Michael Jackson: Searching for Neverland is based on the book Remember the Time: Protecting Michael Jackson in His Final Days by Bill Whitfield and Javon Beard with Tanner Colby.  Whitfield and Beard served as Jackson’s bodyguards from 2006 until his death, and they present the singer as a devoted father, wanting to give his children everything yet still desiring them to have as normal a life as possible.

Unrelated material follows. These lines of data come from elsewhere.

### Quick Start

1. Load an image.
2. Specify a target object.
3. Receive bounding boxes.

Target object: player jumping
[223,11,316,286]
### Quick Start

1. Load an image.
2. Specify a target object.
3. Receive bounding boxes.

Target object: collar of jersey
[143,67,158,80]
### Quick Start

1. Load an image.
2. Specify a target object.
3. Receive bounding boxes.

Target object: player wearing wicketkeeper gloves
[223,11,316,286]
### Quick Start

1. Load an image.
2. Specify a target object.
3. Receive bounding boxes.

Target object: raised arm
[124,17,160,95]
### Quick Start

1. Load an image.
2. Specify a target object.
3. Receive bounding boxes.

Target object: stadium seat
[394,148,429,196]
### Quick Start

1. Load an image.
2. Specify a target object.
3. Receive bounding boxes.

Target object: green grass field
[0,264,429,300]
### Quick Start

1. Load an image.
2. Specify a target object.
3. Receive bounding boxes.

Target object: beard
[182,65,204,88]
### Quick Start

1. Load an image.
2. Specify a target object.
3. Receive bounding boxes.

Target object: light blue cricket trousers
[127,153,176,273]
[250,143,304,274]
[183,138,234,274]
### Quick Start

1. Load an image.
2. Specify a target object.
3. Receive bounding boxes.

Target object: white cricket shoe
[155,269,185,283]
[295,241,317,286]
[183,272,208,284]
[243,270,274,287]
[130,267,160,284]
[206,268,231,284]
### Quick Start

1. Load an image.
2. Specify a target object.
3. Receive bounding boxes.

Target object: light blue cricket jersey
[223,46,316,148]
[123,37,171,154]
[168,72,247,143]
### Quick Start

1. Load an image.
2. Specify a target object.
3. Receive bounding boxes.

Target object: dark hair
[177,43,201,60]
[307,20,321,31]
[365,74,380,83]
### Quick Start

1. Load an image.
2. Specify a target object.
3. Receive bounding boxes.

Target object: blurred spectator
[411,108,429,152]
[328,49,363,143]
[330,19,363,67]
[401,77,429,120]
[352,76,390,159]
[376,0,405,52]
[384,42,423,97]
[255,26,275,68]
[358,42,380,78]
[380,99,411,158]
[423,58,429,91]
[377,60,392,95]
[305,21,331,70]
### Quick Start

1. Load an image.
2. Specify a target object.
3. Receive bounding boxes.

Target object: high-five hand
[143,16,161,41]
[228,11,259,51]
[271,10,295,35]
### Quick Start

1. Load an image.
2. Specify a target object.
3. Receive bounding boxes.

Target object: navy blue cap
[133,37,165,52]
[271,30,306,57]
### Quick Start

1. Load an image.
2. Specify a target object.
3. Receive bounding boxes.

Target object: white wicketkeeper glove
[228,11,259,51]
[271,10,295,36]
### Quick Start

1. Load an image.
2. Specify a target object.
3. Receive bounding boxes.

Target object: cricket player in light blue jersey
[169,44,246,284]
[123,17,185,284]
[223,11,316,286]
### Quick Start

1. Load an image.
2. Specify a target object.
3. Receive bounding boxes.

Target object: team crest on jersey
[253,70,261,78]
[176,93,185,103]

His notoriety, however, prevented him from taking his children shopping or to see a film.  Thus he largely isolated himself from the outside world, relying on staff such as nanny Grace Rwaramba.  Due to mounting financial problems, Jackson reluctantly agreed to play what was originally 10 concerts in London (the promoter, AEG, allegedly increased the number to 50 shows against Jackson’s wishes).  His dependence on prescription drugs ultimately overtook his life, and he passed away on June 25, 2009 from an overdose of the anesthetic propofol (administered by personal physician Conrad Murray, who served time for his role in the singer’s death).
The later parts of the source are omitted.